The nonsense arts, wrapped up in a five pound note
Author: mbheyman
Michael Heyman is a scholar and writer of literary nonsense and children’s literature, and a Professor of Literature at Berklee College of Music in Boston, where he teaches courses on Children’s Literature and music, Poetry, Performance Poetry, Nonsense Literature, and Arthropodiatry. His articles have appeared in the ChLA Quarterly, The Horn Book Magazine, Words Without Borders, and The Lion and the Unicorn, where he was also a four-time judge for the Lion and the Unicorn Award for Excellence in North American Poetry. He is the head editor of The Tenth Rasa: An Anthology of Indian Nonsense (Penguin 2007). His poems and stories for children can be found in The Puffin Book of Bedtime Stories (2005), The Moustache Maharishi and other unlikely stories (Scholastic 2007), and This Book Makes No Sense: Nonsense Poems and Worse (Scholastic 2012), the latter of which he also edited. More recently, he was a guest editor for the nonsense literature issue of IBBY’s Bookbird (2016). He plays the saxophone, tablas, flute, and the diddlemaphone.

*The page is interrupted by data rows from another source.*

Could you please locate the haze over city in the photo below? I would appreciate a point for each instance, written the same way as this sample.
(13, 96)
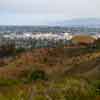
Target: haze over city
(43, 12)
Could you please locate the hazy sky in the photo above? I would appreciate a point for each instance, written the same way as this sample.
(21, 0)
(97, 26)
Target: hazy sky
(36, 12)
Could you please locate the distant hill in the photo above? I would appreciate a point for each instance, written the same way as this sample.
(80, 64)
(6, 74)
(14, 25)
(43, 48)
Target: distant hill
(89, 22)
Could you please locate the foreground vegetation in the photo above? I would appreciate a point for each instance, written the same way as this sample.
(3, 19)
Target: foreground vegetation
(62, 73)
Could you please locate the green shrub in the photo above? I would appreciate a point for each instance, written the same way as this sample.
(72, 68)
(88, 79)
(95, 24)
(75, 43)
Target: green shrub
(38, 75)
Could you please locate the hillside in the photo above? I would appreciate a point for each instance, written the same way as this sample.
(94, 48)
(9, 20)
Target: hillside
(50, 73)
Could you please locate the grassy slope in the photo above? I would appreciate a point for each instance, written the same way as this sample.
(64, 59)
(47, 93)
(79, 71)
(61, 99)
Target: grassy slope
(59, 64)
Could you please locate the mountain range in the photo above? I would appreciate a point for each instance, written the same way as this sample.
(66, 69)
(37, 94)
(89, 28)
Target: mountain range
(89, 22)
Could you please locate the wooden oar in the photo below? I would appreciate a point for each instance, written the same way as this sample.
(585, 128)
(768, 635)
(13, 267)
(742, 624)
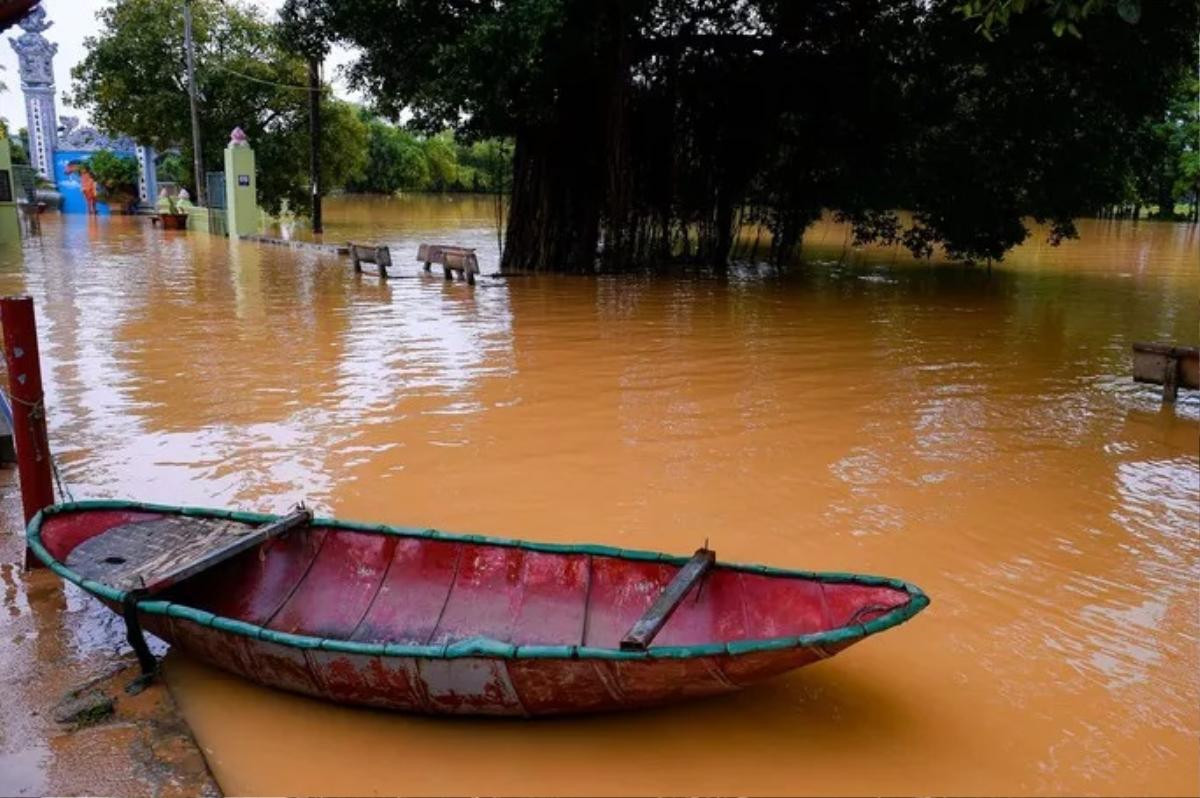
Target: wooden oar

The Groke, observing the Eckerö Post and Customs House
Perhaps it was being raised on the Swedish chef’s jaunty genius, or perhaps it is the perspicuous peaks and valleys of intonative incline; or perhaps it is the historical hiccups that created Swedish-speaking Finns (better than Fiendish-speaking Swinns, my Farfar used to say, and he knew a few swarthy Swinns in his day); or it could be the Lunatic Lund spirit, found seven years ago right under the nose of the Nose Museum and the highly- regarded PhD on Nosery; but it does seem that nonsense, slow like honey wrapped in a five pound note, comes with the slow spring, in the mossy forests’ underfoot crunch or the absurdly large bunnies, tempting one down a rabbit hole, of this island of Eckerö, in the Åland Islands, beTwixt and between like an early adolescent on beHalloween.

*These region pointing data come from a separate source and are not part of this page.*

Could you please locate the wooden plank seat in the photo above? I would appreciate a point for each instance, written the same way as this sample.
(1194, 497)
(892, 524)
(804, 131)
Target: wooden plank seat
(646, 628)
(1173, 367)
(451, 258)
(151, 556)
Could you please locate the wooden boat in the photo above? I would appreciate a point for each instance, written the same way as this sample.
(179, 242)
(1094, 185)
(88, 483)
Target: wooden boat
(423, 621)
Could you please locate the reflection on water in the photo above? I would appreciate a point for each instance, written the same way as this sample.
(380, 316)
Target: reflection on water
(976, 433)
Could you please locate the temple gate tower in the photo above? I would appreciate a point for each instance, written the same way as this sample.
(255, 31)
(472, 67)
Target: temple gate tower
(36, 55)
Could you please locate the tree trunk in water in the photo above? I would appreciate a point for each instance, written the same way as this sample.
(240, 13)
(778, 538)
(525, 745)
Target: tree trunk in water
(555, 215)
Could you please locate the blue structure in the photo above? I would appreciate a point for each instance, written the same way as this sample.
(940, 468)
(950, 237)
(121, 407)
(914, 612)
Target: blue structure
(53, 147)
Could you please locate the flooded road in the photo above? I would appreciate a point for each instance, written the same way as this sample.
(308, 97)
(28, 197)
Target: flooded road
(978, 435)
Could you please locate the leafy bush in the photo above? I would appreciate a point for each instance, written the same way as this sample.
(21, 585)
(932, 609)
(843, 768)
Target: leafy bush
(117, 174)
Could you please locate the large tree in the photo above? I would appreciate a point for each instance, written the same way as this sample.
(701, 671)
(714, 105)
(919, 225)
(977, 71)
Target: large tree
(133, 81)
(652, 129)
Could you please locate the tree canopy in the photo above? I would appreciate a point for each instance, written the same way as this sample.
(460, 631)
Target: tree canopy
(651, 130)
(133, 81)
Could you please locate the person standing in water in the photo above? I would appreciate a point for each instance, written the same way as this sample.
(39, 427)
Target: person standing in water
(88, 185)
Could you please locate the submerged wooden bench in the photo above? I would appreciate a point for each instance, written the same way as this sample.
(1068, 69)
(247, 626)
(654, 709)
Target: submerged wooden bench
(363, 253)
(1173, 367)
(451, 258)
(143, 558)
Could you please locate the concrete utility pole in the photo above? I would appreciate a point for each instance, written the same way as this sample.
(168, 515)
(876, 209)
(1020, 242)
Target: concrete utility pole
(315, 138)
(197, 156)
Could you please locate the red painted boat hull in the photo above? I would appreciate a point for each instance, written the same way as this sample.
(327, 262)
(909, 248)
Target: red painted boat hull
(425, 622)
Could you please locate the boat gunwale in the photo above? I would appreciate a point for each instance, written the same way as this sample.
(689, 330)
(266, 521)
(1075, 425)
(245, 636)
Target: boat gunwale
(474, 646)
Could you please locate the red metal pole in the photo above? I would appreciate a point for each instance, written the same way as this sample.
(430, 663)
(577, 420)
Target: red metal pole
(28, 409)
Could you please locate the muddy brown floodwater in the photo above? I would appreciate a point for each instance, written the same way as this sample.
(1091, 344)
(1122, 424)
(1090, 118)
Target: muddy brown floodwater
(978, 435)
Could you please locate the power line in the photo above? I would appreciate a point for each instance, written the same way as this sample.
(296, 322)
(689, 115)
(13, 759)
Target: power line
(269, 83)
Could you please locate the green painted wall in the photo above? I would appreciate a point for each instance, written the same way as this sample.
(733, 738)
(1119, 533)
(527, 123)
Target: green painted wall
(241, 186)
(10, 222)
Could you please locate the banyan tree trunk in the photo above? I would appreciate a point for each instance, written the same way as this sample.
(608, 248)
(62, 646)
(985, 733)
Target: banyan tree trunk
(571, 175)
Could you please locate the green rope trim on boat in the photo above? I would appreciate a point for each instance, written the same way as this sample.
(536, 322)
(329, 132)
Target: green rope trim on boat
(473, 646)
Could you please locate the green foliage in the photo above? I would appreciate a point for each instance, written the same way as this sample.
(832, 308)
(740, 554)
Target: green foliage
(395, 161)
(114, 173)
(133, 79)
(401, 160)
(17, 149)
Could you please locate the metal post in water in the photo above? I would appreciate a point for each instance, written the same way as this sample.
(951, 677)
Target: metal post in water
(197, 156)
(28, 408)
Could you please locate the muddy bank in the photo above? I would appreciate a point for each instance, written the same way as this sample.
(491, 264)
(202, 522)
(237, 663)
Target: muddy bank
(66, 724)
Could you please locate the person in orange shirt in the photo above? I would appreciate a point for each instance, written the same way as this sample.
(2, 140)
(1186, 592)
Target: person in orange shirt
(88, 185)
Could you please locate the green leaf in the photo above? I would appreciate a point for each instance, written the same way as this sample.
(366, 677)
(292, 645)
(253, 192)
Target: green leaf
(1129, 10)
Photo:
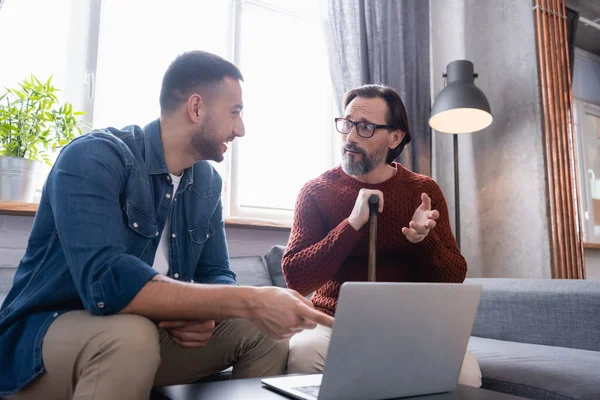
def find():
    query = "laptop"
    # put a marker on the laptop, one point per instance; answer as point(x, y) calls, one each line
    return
point(391, 340)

Whatever currents that brought me here, I find myself in an Artist Residency at the Eckerö Post and Customs House, built in 1828 to prongify the Swedes and the rest of the world, a kind of Pre-Putin shirtless horseback riding through the cutting Baltic wind to put a puffed up front on a crumbled empire.
My mission: to create, in this hybrid archipelago, some strange hybrid of sound poetry and literary nonsense, something that some adults will find terribly difficult, and something some children will find terribly funny and something most will just find terrible. It will happen by way of something like this—and so consider yourself fairly warned.
I would get to work if I could just find a tabell that wasn’t bustidd.